8 Agustus 1947 , Komando Sektor Barat/ Utara (KSBO) mendapat kabar, pasukan Belanda sedang mempersiapkan serangan besar-besaran, guna merebut tambang minyak, bahkan Radio Hilversum Belanda di Jakarta telah menyiarkan berita propoganda yang menyatakan Pangkalan Brandan telah dikuasai Sekutu.
Sementara
itu di Pangkalan Brandan,terjadi gejolak dan kecemasan karena
mengetahui sasaran pasukan sekutu berupaya merebut Tambang Minyak
tersebut. Karena itu Panglima Devisi X TRI yang berkedudukan di Banda Aceh memerintahkan agar tambang minyak itu dimusnahkan.
11 Agustus 1947, Mayor Nazaruddin selaku Komandan Batalion Pengawal Kereta Api dan Tambang Minyak (TPKA & TM) dan Plaastslijk Militer Comandant (PMC)

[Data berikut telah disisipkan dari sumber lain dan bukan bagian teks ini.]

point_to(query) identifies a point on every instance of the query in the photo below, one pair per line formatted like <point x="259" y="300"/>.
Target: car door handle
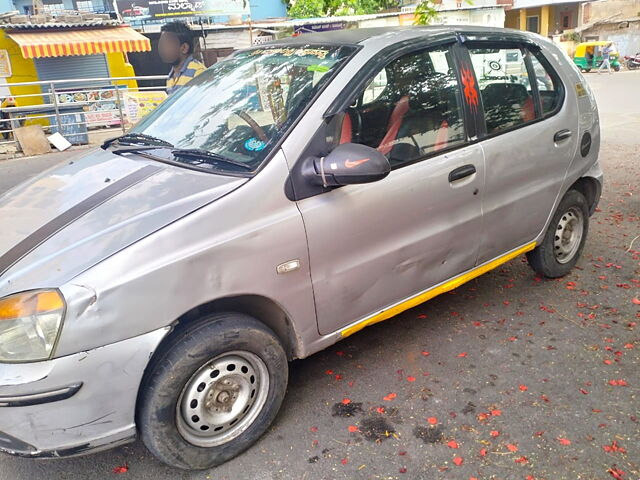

bersama satu Kompi dari Batalion pimpinan Letnan Ahyar dan laskar
rakyat gabungan pimpinan Ahib Lubis, mengeluarkan maklumat yang
ditujukan kepada seluruh penduduk tanpa kecuali, untuk meninggalkan Kota
Pangkalan Brandan dan sekitarnya selambat-lambatnya 12 Agustus 1947.
Pada
hari yang sama jembatan Securai diledakkan, guna menghambat lajunya
pasukan Sekutu. Sementara PMC Pangkalan Brandan juga mempersiapkan badan
untuk mengurusi pengungsian yang dipimpin Patih Sutan Naposo Parlindungan.
Ketika itu para pejuang yang tergabung dalam Komando Langkat Area bertekad, “Dari
Pada Hidup Dibawah Telapak Kaki Penjajah, Lebih Baik Mati Berkalang
Tanah demikian pula keberadaan Tambang Minyak Brandan, Dari Pada
Dikuasai Penjajah , Lebih Baik Musnah.”
Pembumihangusan
tambang minyak Pangkalan Brandan diawali dengan meledakkan tanki-tanki
besar, fondasi penyulingan dan gedung gedung perusahaan tambang minyak,
sekira pukul. 03:00 dinihari, 13 Agustus 1947, jadilah Brandan Bumi Hangus.(Waspada, 15 Agustus 2011).
Pembakaran
tambang minyak tersebut, oleh para pejuang kita terdahulu, harus
dimaknai sebagai sebuah simbol perlawanan agar keberadaannya tidak
menjadi milik penjajah yang berkehendak menguasai tambang minyak
tersebut.
Menurut Ucok Basyir, panggilan akrab untuk H. Syafruddin Basyir, khasanah
sejarah, nilai-nilai kejuangan dan cinta tumpah darah yang terkandung
dalam Brandan Bumi Hangus ketika itu jauh lebih hebat ketimbang Bandung Lautan Api.
Dari
peristiwa yang diuraikan di atas tentunya harapan kepada semua pihak
khususnya generasi bangsa,agar dapat memahami serta meneladani sifat
perjuangan serta rela mati demi anak cucunya. Namun sejauh mana pula
kita mampu mentransferkan ke dalam jiwa sebagai generasi penerus.
Dapatkah dan mampukah kita sekarang ini mengorbankan milik dan
kepentingan pribadi untuk bangsa? Bung Karno pernah berkata,”Jangan tanya dirimu apa yang kau peroleh dari negara,tapi tanyalah pada dirimu apa yang bisa kamu berikan untuk negara.”
Untuk mengenang pembumihangusan kota Brandan maka lahirlah,”Perda peringatan Bumi Hangus.” yang dilaksanakan setiap tanggal 13 Agustus.Yang diwajibkan menyanyikan lagu yang berjudul Brandan Bumi Hangus.
Mudah-mudahan
dengan penulisan sejarah tragedi Brandan Bumi Hangus setidaknya dapat
sedikit getaran hati untuk selalu menjaga sejarah. Kata bijak yang
terakhir saya sampaikan ialah JASMERAH “Jangan sampai melupakan sejarah.”